Metabolic targeting of cancer associated fibroblasts overcomes T-cell exclusion and chemoresistance in soft-tissue sarcomas.

Publication Year:

2024

Authors:

Marina T Broz, Emily Y Ko, Kristin Ishaya, Jinfen Xiao, Marco De Simone, Xen Ping Hoi, Roberta Piras, Basia Gala, Fernando H G Tessaro, Anja Karlstaedt, Sandra Orsulic, Amanda W Lund, Keith Syson Chan, Jlenia Guarnerio

PubMed ID:

38509063

Funding Grants:

CIRM Training Program in Translational Regenerative Medicine

Public Summary:

Treatments that use T cells (a type of immune cell) to fight cancer can work well, but they often fail in tumors where immune cells can’t easily get inside. One reason for this is the tumor’s environment, which can block or limit immune cell access. In this study, researchers looked at a type of cancer called soft-tissue sarcoma, which usually doesn’t respond well to T cell–based therapies. They focused on certain support cells in tumors called cancer-associated fibroblasts (CAFs), which help shape the tumor environment. Using advanced techniques to study individual cells, they identified a specific group of CAFs, which they called “glycolytic CAFs” (or glyCAF). These cells use a high level of sugar metabolism and produce a signal (called CXCL16) that prevents cancer-fighting T cells from entering the tumor. The researchers found that if they block this sugar metabolism, these barrier-forming cells decrease. As a result, more T cells can enter the tumor, and chemotherapy works better. Overall, the study suggests that targeting these specific support cells—along with standard treatments—might improve how well therapies work for sarcoma and possibly other cancers. More research and clinical trials are still needed to confirm this approach in patients.

Scientific Abstract:

T cell-based immunotherapies have exhibited promising outcomes in tumor control; however, their efficacy is limited in immune-excluded tumors.

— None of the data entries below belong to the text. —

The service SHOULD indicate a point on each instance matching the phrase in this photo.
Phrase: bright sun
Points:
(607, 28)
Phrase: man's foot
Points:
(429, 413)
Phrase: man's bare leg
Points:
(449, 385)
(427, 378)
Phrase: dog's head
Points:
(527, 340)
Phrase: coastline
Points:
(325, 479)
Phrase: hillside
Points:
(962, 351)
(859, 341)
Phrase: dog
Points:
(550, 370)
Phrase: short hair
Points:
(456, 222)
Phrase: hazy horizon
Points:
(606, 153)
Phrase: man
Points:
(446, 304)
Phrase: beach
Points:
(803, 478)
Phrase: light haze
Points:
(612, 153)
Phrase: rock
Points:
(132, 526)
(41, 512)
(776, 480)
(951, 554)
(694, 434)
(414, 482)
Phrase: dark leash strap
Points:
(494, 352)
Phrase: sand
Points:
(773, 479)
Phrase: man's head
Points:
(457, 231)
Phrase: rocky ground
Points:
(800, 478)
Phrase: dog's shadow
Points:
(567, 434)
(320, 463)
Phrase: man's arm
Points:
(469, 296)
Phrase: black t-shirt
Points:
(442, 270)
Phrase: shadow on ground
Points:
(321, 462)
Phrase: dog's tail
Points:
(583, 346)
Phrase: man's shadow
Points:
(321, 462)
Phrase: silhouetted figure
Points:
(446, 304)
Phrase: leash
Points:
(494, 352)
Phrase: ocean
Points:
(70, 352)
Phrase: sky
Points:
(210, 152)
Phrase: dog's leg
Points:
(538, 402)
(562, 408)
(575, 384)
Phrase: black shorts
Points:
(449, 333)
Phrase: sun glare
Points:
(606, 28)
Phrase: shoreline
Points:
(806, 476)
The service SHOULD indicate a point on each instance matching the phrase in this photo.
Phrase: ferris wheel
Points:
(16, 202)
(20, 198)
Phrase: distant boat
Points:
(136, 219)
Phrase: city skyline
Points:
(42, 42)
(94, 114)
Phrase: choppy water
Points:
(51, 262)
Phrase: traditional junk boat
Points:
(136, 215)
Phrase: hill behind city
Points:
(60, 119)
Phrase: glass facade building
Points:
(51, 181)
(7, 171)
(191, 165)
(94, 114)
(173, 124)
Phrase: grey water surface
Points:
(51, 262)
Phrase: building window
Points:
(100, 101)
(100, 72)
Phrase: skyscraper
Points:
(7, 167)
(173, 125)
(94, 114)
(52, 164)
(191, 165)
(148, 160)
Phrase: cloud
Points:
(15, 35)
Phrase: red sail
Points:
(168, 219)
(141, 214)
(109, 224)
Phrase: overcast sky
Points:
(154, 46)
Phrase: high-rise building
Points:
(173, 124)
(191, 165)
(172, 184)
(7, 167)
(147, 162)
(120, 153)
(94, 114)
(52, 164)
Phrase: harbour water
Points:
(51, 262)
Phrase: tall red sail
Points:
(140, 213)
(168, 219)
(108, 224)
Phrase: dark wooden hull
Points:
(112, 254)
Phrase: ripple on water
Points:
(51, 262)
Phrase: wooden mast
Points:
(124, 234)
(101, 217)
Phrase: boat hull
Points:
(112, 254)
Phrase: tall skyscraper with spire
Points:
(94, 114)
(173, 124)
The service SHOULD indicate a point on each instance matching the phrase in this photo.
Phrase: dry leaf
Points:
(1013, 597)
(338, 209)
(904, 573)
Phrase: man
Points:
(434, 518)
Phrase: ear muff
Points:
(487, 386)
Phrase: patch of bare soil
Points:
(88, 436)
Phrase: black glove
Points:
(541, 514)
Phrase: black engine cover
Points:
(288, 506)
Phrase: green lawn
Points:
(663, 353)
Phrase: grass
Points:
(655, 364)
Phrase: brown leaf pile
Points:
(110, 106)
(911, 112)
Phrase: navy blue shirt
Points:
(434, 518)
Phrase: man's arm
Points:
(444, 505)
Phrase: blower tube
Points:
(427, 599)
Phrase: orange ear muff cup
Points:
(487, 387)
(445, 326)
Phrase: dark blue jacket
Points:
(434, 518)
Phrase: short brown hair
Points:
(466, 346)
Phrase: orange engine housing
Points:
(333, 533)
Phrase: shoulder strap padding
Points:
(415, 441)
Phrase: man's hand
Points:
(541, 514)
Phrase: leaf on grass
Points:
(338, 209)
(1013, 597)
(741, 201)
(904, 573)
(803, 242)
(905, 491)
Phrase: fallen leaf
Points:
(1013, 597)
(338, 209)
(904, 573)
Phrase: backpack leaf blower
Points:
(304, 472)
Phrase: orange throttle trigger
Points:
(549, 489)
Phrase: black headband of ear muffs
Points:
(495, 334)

Cancer-associated fibroblasts (CAFs) play a pivotal role in shaping the tumor microenvironment and modulating immune infiltration. Despite the identification of distinct CAF subtypes using single-cell RNA-sequencing (scRNA-seq), their functional impact on hindering T-cell infiltration remains unclear, particularly in soft-tissue sarcomas (STS) characterized by low response rates to T cell-based therapies. In this study, we characterize the STS microenvironment using murine models (in female mice) with distinct immune composition by scRNA-seq, and identify a subset of CAFs we termed glycolytic cancer-associated fibroblasts (glyCAF). GlyCAF rely on GLUT1-dependent expression of CXCL16 to impede cytotoxic T-cell infiltration into the tumor parenchyma. Targeting glycolysis decreases T-cell restrictive glyCAF accumulation at the tumor margin, thereby enhancing T-cell infiltration and augmenting the efficacy of chemotherapy. These findings highlight avenues for combinatorial therapeutic interventions in sarcomas and possibly other solid tumors. Further investigations and clinical trials are needed to validate these potential strategies and translate them into clinical practice.